Set a drain pan under the brake caliper. Place an 8-inch C-clamp over the caliper so its fixed side contacts the inner side of the caliper and its screw-press contacts the outboard brake pad. Open the bleeder valve on the top, inner part of the caliper by turning it a half turn counterclockwise with a six-point, box-end wrench. Tighten the C-clamp until the caliper piston bottoms out in the caliper. Immediately tighten the bleeder valve.
Loosen and remove the C-clamp. Remove the two caliper bolts, using a ratchet and socket, and pull the caliper up and off of its bracket. Hang the caliper from the front strut spring, using a bungee cord.
Pry one side of the outer brake pad toward the inner brake pad with a flat-head screwdriver until the positioning button on the rear of the brake pad is clear of the positioning hole in the caliper body. Pivot the free side of the pad out of the caliper. Pry the other side of the brake pad in the same fashion and remove the pad from the caliper.
Pull the inner brake pad away from the caliper piston until its retaining fingers are free of the cavity in the piston. Remove the inner brake pad.

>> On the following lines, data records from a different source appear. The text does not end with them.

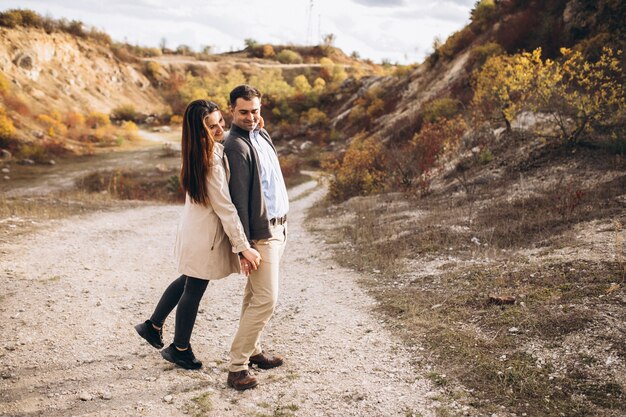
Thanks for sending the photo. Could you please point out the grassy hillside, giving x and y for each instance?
(481, 195)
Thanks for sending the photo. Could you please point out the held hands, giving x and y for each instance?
(250, 261)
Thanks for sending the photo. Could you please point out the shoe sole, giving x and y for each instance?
(144, 336)
(244, 387)
(166, 355)
(262, 366)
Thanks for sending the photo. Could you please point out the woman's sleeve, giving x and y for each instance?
(220, 200)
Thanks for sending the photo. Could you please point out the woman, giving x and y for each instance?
(209, 236)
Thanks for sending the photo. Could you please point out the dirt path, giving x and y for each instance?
(69, 297)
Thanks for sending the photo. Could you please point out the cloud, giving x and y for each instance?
(380, 3)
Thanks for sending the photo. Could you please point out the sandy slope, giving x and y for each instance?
(69, 297)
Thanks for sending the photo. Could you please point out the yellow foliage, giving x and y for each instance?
(7, 130)
(272, 84)
(268, 51)
(315, 117)
(287, 56)
(301, 84)
(577, 94)
(5, 85)
(319, 85)
(52, 124)
(96, 120)
(74, 120)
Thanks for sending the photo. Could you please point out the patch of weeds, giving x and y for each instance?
(605, 394)
(444, 412)
(438, 379)
(202, 405)
(291, 376)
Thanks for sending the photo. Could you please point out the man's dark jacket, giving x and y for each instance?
(245, 182)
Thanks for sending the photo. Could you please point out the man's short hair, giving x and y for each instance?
(245, 92)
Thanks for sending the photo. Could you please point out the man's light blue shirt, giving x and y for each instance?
(272, 182)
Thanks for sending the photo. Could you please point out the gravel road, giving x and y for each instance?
(71, 293)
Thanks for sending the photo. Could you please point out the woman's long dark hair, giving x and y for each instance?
(197, 150)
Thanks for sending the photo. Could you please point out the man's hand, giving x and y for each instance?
(246, 266)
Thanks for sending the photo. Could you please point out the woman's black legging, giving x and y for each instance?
(187, 293)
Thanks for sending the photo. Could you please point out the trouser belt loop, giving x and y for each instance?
(278, 220)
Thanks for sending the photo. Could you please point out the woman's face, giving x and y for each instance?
(215, 123)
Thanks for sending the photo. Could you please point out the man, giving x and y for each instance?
(258, 191)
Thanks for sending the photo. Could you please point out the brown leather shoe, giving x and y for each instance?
(241, 380)
(266, 362)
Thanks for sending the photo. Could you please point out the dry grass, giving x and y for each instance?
(22, 215)
(559, 349)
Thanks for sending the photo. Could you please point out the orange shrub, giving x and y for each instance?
(290, 165)
(360, 172)
(176, 120)
(413, 164)
(315, 117)
(130, 130)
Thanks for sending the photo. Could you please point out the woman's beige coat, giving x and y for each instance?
(210, 237)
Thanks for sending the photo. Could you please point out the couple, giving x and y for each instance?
(234, 220)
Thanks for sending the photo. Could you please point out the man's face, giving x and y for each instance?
(247, 113)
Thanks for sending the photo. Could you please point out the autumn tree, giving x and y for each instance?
(579, 96)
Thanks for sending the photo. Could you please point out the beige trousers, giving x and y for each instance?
(259, 299)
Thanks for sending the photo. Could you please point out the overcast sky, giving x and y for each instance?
(397, 30)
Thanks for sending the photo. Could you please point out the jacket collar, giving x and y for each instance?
(239, 131)
(245, 134)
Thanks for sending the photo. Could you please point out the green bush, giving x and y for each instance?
(479, 54)
(456, 43)
(483, 13)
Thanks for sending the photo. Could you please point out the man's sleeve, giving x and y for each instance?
(239, 185)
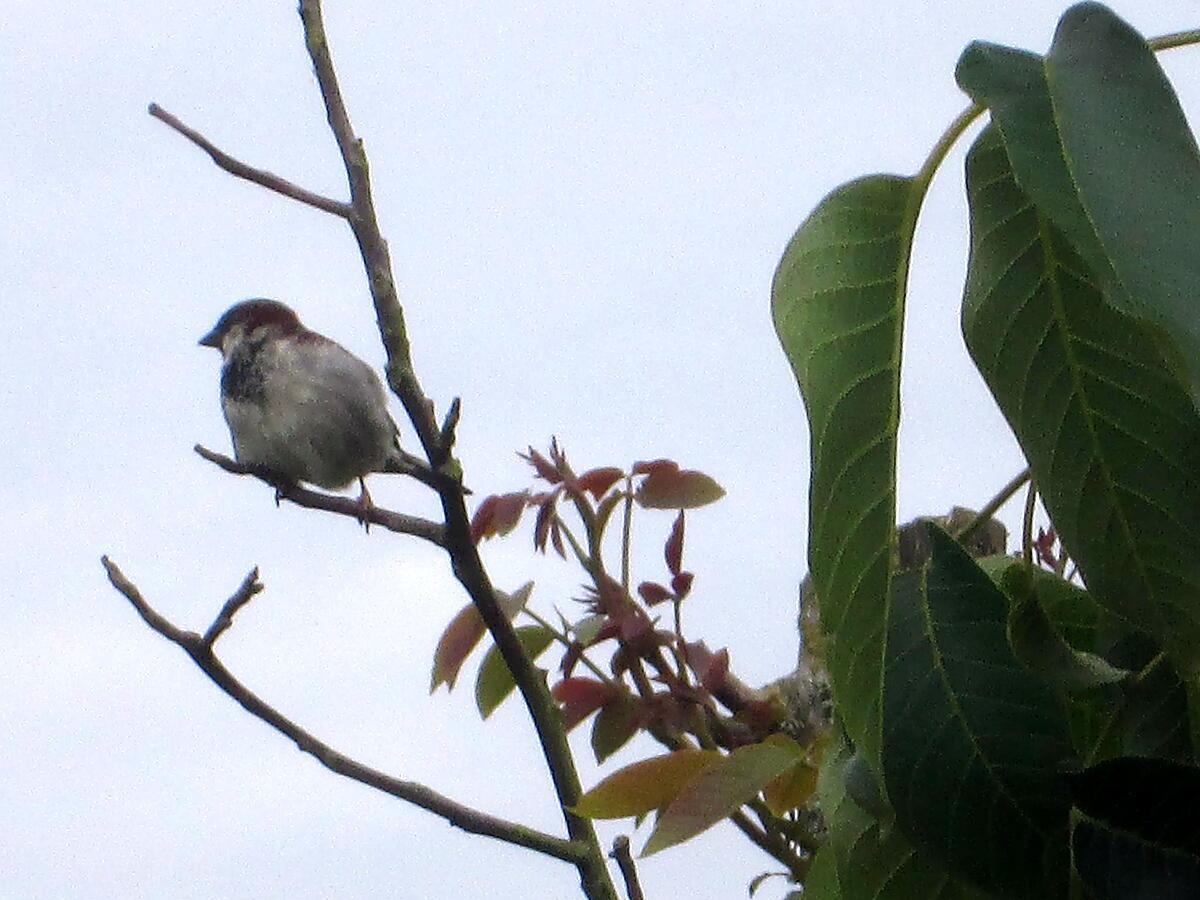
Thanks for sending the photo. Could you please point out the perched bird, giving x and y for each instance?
(299, 406)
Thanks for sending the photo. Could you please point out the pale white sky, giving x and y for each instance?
(586, 203)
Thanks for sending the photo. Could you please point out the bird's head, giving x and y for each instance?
(252, 319)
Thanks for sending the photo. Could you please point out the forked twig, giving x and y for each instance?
(399, 522)
(199, 648)
(239, 169)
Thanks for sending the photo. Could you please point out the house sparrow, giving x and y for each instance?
(299, 406)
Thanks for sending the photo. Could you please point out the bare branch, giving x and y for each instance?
(628, 870)
(373, 249)
(249, 587)
(450, 424)
(397, 522)
(201, 651)
(465, 558)
(259, 177)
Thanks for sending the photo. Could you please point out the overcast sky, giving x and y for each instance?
(585, 203)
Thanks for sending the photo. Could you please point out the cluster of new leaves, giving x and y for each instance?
(724, 738)
(1007, 733)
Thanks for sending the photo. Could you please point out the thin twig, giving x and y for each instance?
(771, 844)
(465, 559)
(624, 858)
(469, 820)
(1031, 499)
(259, 177)
(450, 424)
(397, 522)
(994, 504)
(249, 587)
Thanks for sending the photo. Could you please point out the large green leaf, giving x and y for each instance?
(1098, 141)
(973, 744)
(1113, 438)
(865, 859)
(838, 304)
(1146, 715)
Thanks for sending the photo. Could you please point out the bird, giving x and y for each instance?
(300, 407)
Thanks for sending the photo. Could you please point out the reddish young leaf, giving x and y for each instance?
(456, 642)
(543, 525)
(543, 466)
(598, 481)
(498, 514)
(666, 486)
(493, 684)
(580, 697)
(645, 786)
(465, 631)
(605, 509)
(712, 678)
(673, 550)
(682, 585)
(570, 659)
(654, 593)
(721, 789)
(1044, 546)
(556, 538)
(699, 657)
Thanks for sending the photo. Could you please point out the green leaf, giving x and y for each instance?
(1113, 439)
(973, 744)
(1138, 834)
(865, 859)
(647, 785)
(821, 882)
(838, 305)
(465, 633)
(1146, 715)
(1072, 611)
(1110, 160)
(1041, 647)
(723, 789)
(495, 682)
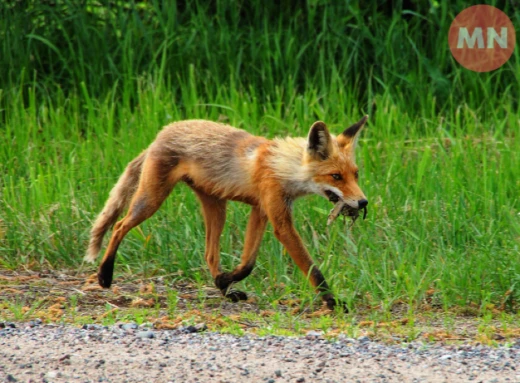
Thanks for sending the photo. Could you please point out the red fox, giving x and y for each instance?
(222, 163)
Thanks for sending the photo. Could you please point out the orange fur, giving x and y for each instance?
(222, 163)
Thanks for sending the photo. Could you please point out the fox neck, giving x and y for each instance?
(287, 165)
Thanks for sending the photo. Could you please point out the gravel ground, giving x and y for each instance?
(33, 352)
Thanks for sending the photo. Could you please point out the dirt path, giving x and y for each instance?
(55, 353)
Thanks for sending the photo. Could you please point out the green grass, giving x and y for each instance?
(440, 159)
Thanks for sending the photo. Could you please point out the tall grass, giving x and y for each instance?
(89, 87)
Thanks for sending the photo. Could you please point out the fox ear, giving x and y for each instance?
(319, 141)
(349, 137)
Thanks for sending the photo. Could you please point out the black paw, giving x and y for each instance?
(223, 280)
(332, 303)
(105, 274)
(236, 295)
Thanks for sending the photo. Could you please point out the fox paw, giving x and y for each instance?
(332, 303)
(236, 295)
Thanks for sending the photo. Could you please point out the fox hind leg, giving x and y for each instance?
(154, 186)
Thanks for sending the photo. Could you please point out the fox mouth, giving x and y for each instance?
(333, 197)
(346, 210)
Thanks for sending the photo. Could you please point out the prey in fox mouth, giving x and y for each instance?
(343, 208)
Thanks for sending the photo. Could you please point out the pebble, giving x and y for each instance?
(129, 326)
(146, 334)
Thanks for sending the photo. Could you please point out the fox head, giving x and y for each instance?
(331, 163)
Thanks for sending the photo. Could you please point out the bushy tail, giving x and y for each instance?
(119, 198)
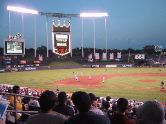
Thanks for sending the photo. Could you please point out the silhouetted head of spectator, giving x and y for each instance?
(62, 98)
(16, 89)
(106, 105)
(108, 98)
(81, 101)
(47, 101)
(151, 112)
(122, 105)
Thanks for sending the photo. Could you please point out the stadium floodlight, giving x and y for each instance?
(22, 10)
(93, 15)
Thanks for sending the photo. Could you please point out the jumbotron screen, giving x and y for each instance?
(61, 40)
(14, 47)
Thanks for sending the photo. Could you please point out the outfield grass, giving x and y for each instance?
(128, 87)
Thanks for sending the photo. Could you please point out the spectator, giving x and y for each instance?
(120, 117)
(15, 101)
(62, 107)
(47, 115)
(94, 103)
(82, 102)
(16, 90)
(151, 112)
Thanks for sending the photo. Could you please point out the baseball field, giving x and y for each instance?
(134, 83)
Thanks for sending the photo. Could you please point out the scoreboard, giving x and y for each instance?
(61, 40)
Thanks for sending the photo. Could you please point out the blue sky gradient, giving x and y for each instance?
(131, 23)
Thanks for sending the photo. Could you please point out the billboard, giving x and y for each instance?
(139, 56)
(61, 39)
(14, 48)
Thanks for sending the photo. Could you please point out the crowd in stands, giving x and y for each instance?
(57, 107)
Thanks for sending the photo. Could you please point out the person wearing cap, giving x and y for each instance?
(120, 116)
(94, 103)
(82, 102)
(151, 112)
(47, 115)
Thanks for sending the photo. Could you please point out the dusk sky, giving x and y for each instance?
(131, 23)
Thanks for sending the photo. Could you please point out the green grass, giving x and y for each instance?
(129, 87)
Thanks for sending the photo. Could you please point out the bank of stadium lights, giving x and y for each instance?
(22, 10)
(89, 15)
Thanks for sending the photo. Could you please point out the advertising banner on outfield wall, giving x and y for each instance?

Run your thumbnail across the face of the brake rotor. If the rotor feels smooth, proceed to Step 7. If you feel any grooves that are deep enough to catch your thumbnail, replace the rotor. Pull the rotor off of the hub. If the rotor doesn’t pull off easily, lightly tap the inner face of the rotor with a rubber mallet to free it from the hub, then remove it.
Repeat steps 2 through 6 to remove the brake pads on the other side of the Sunfire.
Proceed directly to Step 2 if you did not remove the rotor. Clean the anti-rust coating from the new rotor, using a clean, lint-free cloth and spray brake parts cleaner. Slide the new rotor onto the front hub.
Align the finger on the rear of the new inner brake pad with the cavity in the caliper piston. Position the outer brake pad so the wear indicator – the metal tab on one end of the brake pad – is facing the bottom of the caliper. Press the outer brake pad onto the caliper until the positioning buttons on the rear of the pad click into the positioning holes on the caliper.
Wipe away any old grease from the smooth section of the caliper bolts and liberally apply new disc brake grease onto the smooth section of the bolts. Lower the caliper onto the bracket and hand-thread the caliper bolts. Tighten the caliper bolts to 38 foot-pounds, using a torque wrench and socket.
Repeat steps 1 through 3 to install the brakes on the other side of the Sunfire.
Reinstall the front wheels on the front hubs and snug the lug nuts. Lower the Sunfire to the ground. Tighten the lug nuts, in a crisscross pattern, to 100 foot-pounds.
Press and release the brake pedal until the pedal feels firm. Check the brake fluid level in the master cylinder. Add new DOT 3 brake fluid to the master cylinder, if needed, to bring the fluid level to the “Max” line.
Take any old brake fluid to a local auto parts store for recycling or to a local automotive fluid recycler.
- Bleeder valves have a tendency to “freeze” in the caliper and can break easily. If the bleeder valve is difficult to turn at first, spray it with penetrating oil and let the oil set in for a few minutes, then open the valve.